Minus 5 è un collettivo pop aperto a tutti
orchestrato da Scott McCaughey, ex chitarrista
dei Young Fresh Fellows' (e beh!) con amicizie
importanti - tipo Peter Buck - che da subito gli
han dato una mano nella sua carriera solista.
Deviato da troppi ascolti di Beatles
e Big Star, McCaughney mette a punto il suo settimo
compitino di artigianato pop dove tutto è
dove deve essere. Una esosa smanicata di coretti,
armonie, chitarre scintillanti, melodie di pianoforte,
canzoni strofa/ritornello da manuale. Insomma,
robe che o si amano o si odiano.
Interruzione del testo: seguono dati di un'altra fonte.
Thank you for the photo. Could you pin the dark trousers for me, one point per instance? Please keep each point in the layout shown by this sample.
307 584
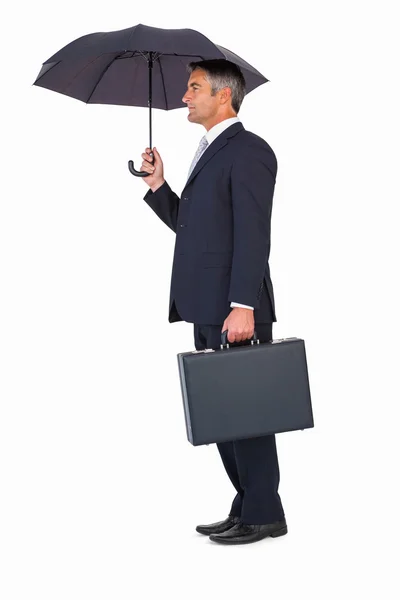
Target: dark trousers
251 464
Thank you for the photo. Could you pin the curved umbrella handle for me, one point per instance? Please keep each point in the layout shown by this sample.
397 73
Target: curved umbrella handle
138 173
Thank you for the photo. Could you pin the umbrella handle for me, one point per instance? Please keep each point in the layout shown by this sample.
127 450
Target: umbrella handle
136 173
139 173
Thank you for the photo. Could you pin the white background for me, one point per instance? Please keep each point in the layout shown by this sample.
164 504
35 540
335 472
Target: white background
100 489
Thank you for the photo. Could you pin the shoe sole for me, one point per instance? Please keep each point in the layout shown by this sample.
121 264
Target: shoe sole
213 532
278 533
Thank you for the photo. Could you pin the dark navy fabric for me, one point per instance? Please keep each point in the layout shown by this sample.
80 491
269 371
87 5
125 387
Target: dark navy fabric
222 222
251 464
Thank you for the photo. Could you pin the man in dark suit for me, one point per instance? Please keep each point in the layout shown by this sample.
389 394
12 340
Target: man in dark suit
220 275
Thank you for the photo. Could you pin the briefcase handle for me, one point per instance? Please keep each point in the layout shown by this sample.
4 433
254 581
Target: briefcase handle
224 339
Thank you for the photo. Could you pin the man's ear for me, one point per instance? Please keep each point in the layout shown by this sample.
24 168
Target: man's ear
226 94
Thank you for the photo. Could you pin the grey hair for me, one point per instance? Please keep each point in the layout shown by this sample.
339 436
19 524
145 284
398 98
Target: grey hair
222 73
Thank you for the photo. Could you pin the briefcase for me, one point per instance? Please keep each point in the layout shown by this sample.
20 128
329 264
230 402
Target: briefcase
246 391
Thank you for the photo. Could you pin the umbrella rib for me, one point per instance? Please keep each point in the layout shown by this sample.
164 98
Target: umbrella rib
101 75
165 91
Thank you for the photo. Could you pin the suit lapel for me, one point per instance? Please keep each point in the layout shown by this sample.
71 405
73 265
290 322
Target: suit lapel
216 145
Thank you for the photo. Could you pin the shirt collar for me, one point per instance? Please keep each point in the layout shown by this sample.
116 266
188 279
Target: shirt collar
215 131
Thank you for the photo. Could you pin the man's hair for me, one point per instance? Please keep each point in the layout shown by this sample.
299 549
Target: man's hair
222 73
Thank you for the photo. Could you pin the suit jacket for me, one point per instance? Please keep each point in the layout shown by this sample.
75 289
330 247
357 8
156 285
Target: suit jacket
222 222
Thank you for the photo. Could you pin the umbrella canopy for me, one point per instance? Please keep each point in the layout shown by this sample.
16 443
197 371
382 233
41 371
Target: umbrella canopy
138 66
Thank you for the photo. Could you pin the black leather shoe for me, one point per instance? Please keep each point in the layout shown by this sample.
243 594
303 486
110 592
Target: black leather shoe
218 527
246 534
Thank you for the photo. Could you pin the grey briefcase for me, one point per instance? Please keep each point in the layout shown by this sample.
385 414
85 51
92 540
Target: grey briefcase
245 391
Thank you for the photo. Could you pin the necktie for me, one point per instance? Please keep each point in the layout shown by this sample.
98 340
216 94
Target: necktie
202 146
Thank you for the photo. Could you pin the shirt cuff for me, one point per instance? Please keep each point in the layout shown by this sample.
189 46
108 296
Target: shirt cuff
233 304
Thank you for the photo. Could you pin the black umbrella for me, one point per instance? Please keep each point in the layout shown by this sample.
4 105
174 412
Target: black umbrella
114 67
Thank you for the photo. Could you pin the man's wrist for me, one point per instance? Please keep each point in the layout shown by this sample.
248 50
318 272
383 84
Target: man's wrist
237 305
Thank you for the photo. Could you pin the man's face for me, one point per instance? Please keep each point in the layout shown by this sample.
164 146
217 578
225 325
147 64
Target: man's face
202 107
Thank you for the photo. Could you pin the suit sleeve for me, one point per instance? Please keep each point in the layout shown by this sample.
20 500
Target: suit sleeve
253 181
165 204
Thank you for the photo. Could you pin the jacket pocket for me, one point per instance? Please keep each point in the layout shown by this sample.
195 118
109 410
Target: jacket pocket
211 260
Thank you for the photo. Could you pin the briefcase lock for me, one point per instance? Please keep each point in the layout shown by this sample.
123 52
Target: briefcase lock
206 350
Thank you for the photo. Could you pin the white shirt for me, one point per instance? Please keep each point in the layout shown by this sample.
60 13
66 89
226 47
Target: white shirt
211 135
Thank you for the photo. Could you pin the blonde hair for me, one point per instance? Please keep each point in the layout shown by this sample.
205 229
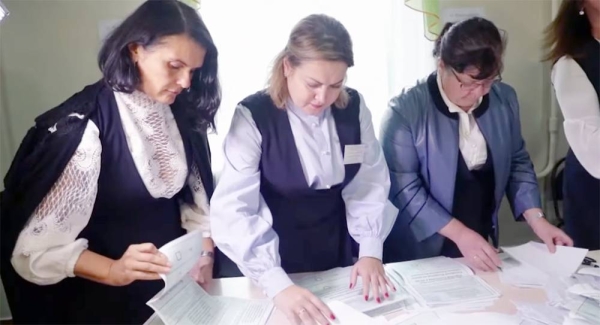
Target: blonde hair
316 37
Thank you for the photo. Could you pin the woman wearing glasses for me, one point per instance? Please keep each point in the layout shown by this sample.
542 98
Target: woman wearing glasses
453 145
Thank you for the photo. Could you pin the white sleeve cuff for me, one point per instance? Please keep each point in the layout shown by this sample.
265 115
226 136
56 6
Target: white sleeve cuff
274 281
371 247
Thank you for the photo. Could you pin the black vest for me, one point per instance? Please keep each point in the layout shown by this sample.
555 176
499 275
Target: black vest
311 224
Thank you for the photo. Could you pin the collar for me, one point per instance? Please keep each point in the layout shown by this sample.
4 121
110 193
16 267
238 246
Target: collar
440 103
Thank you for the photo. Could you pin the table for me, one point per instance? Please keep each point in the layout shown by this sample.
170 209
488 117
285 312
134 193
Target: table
243 288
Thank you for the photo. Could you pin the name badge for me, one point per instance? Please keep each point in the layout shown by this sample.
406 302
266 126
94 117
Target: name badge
354 154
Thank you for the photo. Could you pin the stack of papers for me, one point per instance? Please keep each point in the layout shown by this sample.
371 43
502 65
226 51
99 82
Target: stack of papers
184 302
532 265
333 285
443 282
572 300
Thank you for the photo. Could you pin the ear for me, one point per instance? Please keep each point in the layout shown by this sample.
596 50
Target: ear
135 50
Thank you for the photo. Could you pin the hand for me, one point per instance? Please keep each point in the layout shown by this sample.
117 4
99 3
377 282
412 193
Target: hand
549 234
302 307
202 271
477 250
373 277
139 262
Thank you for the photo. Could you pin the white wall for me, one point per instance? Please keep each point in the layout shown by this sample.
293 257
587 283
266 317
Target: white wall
47 52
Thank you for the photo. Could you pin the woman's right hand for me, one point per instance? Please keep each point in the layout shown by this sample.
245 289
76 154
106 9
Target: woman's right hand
302 307
477 250
139 262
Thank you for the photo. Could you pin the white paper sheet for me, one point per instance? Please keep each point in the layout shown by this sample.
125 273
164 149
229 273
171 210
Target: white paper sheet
182 253
442 281
589 310
346 315
542 312
186 303
589 270
416 318
563 263
478 318
521 274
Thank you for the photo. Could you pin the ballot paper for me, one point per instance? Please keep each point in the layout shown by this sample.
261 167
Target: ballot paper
588 310
520 274
333 285
562 263
184 302
442 281
346 315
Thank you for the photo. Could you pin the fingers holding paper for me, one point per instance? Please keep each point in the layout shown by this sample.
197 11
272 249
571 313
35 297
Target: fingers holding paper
478 251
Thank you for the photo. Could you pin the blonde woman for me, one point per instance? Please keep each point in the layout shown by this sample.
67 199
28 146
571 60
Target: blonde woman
304 176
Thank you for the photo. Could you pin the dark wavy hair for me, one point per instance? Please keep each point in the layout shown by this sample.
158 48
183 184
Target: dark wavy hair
473 42
568 33
152 21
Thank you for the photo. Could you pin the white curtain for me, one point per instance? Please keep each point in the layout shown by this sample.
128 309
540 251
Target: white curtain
390 50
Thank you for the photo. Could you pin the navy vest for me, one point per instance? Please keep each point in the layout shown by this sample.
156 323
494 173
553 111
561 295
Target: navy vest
582 190
473 202
311 224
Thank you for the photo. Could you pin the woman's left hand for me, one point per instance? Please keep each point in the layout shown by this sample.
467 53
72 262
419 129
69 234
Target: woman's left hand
550 234
202 271
373 277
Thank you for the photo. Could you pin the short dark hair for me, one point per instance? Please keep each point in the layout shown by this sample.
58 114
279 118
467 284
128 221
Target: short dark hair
472 42
152 21
568 33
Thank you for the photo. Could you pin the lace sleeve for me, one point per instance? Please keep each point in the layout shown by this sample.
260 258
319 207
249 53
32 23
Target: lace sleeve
47 248
196 216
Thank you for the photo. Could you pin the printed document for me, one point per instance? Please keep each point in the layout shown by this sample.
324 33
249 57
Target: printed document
333 285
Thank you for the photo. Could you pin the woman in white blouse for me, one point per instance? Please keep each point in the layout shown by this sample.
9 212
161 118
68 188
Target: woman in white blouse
304 176
116 171
454 148
573 41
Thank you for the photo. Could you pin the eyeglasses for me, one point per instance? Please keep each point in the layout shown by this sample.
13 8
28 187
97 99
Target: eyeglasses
486 84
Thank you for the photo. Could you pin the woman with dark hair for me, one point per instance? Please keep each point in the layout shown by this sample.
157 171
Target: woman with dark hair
453 145
117 170
573 43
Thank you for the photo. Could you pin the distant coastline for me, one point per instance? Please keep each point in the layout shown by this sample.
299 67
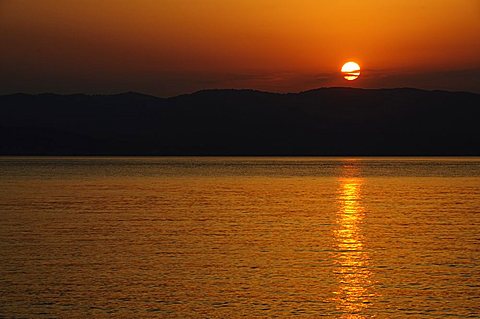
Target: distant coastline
322 122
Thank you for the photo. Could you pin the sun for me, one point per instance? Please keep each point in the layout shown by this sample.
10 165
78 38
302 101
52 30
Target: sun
351 71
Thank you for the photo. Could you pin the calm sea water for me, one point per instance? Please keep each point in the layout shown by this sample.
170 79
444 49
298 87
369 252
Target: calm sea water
239 237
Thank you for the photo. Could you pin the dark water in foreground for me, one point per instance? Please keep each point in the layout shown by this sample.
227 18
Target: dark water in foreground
239 237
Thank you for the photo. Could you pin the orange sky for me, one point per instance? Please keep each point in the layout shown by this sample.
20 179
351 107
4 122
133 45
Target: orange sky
167 47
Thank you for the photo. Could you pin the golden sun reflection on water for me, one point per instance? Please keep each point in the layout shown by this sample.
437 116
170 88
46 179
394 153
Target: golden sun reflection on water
352 261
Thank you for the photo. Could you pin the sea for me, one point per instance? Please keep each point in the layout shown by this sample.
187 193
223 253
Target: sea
239 237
Quel genere di
omaggi alla melodia che da ascoltare risultano
piacevoli e sì, magari vale anche la pena
di comprare. Concludo citando l'ospitata di Colin
Meloy, genio pop dei Decemberists, in "Cemetery
Row W14" - malinconica ballata un po' picaresca
caratterizzata dal piglio acidulo dell'occhialuto
cantante - ed elencando le canzoni che, riassumendo
in toto la filosofia pop di sir Alex Chilton,
rendono questo disco da sfigati degno di essere
ascoltato: "Out There On The Maroon",
"My Life As A Creep", "Twilight
Distillery" (la migliore) e "All Worn
Out". Poi ovvio, qualche riempitivo di troppo
- "Aw Shit Man", "With A Gun"
- lo rende più debole di quanto può
effettivamente essere. Vero anche che se non ci
fossero non si potrebbe parlare di disco da sfigati.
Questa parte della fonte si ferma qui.